本記事は、野口実『伝説の将軍:藤原秀郷』(吉川弘文館,2001)を概略し、若干の補足を加えたものである。

概要

(未記入)

経歴

藤原秀郷にまつわる正確な記録は下表のみである。

表1.藤原秀郷の確実な経歴
#出来事出典
1延喜16年(916)8月朝廷が、下野国司に対し、罪人藤原秀郷、兼有、高郷ら18人を流刑に処するよう命じた(*1)『日本紀略』
2延長7年(929)5月下野国司が藤原秀郷の乱行を制圧するため朝廷に兵力動員のための官符を請求した。『扶桑略記』
3天慶3年(940)2月下野押領使藤原秀郷が常陸掾平貞盛とともに平将門を討伐した。『日本紀略』
4天慶3年(940)3月藤原秀郷の使者が平将門を討伐したことを報告した。『日本紀略』
5天慶3年(940)3月下野掾藤原秀郷が従四位下に叙位された。『日本紀略』
6天慶3年(940)4月藤原秀郷の使者が平将門の首を差し出した。『日本紀略』
7天慶3年(940)11月藤原秀郷が下野守に補任された(*2)『日本紀略』
8天暦1年(947)藤原秀郷が権中納言源高明を通じて、平将門の兄弟が謀反を起こそうとしていることを報告した。『貞信公記抄』

*1: 刑が実際に執行されたか否かは不明。/*2: 『扶桑略記』には、下野守と武蔵守を兼任した、とある。

ここから史実としての秀郷の経歴は次の3点に集約される。

  1. 平将門討伐以前は、反体制的な武装集団の指導的地位にあり、国司にも度々反抗していたこと。
  2. 平将門の討伐の功績によって、下野国司の長官(下野守)に任じられたこと。
  3. 中央貴族(源高明ら)との関係を持っていたこと。

後世の記録に基づく秀郷像

出自

諸系譜によると、秀郷は下野国司の官吏の家系で、左大臣藤原魚名の子藤成の曾孫と伝える。藤成が下野国司に赴任した際、在地豪族の鳥取氏の娘との間に子豊沢を設け、以後下野国に定着したという。

しかし、中央貴族が下野国に土着した前後の経緯は疑念の余地が大きい。特に、魚名と藤成に60歳近い年齢差がある(もしくは存命期間が重ならない)点1や藤成が下野守に補任した記録を欠く点、豊沢やその子村雄が実在した記録を欠く点などを総合的に考慮すると、秀郷を魚名の玄孫と断定することは難しい。

拠点

父祖が下野国の官吏であったとすれば、その職場である下野国衙(栃木市田村町/宮野辺神社付近)の所在した都賀郡とみるのが妥当である。

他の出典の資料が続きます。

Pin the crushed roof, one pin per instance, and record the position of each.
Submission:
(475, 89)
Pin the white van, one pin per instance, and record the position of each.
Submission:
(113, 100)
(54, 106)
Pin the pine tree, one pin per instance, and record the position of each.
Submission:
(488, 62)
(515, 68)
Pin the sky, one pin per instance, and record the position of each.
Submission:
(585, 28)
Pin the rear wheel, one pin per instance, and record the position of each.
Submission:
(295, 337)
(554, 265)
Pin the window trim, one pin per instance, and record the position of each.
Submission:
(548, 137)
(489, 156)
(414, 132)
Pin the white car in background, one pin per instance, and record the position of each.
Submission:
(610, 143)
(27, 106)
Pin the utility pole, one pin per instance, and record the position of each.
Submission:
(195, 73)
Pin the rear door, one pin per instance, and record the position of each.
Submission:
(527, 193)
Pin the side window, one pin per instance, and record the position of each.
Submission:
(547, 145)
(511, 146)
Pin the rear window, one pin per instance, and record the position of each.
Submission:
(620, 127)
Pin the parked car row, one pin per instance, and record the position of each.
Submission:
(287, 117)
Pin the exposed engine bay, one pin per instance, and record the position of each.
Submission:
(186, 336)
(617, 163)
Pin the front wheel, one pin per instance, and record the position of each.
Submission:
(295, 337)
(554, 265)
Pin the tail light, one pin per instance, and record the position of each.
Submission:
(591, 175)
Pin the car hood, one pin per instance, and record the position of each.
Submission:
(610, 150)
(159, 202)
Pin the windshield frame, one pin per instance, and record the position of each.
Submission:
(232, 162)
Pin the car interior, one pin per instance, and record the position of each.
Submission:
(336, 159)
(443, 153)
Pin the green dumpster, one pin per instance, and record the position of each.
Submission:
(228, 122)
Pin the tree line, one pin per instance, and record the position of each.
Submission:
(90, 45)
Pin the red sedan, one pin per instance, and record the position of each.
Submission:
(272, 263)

唐沢山城の秀郷伝承 下野国の武家佐野氏は、同氏の居城である唐沢山城(佐野市栃本町)について「秀郷が築造した」と称してきた。しかし、秀郷が佐野を拠点とした記録はなく、発掘調査の結果からも築造年代は早くて15世紀と推定されている(註)註1: 佐野市「藤原秀郷と唐沢山城跡」(www.city.sano.lg.jp/soshikiichiran/kyouiku/bunkazaika/gyomuannai/4/2/4883.html

所領

平将門討伐の恩賞として所領も得たとは思われるが、正確な記録はない。

  • 相模国田原郷(「結城系図」)。
  • 紀伊国那賀郡田中荘・池田荘信濃国中野牧(『吾妻鏡』寿永3年[1184]年2月21日条)

官位

秀郷が任じた確実な官職は次の通りである。

  • 下野押領使(『日本紀略』)
  • 下野掾(『日本紀略』)
  • 下野守(『日本紀略』)
  • 武蔵守(『扶桑略記』)

このほか、鎮守府将軍に補任されたとする記録(『尊卑分脈』、「結城系図」など)もある。

位階は、従四位下(『日本紀略』)。

武芸

秀郷自身の武芸が優れていたかどうかは同時代史料から読み取れないが、後述のように、鎌倉時代以降の文学作品や歴史書などを見ると、秀郷やその子孫の武芸が高く評価されている。

文学作品での描写

文学作品での描写に着目すると、平安時代末期時点では武芸というよりも、その計略を評されており、武芸で評価されるのは主に鎌倉時代以降のことである。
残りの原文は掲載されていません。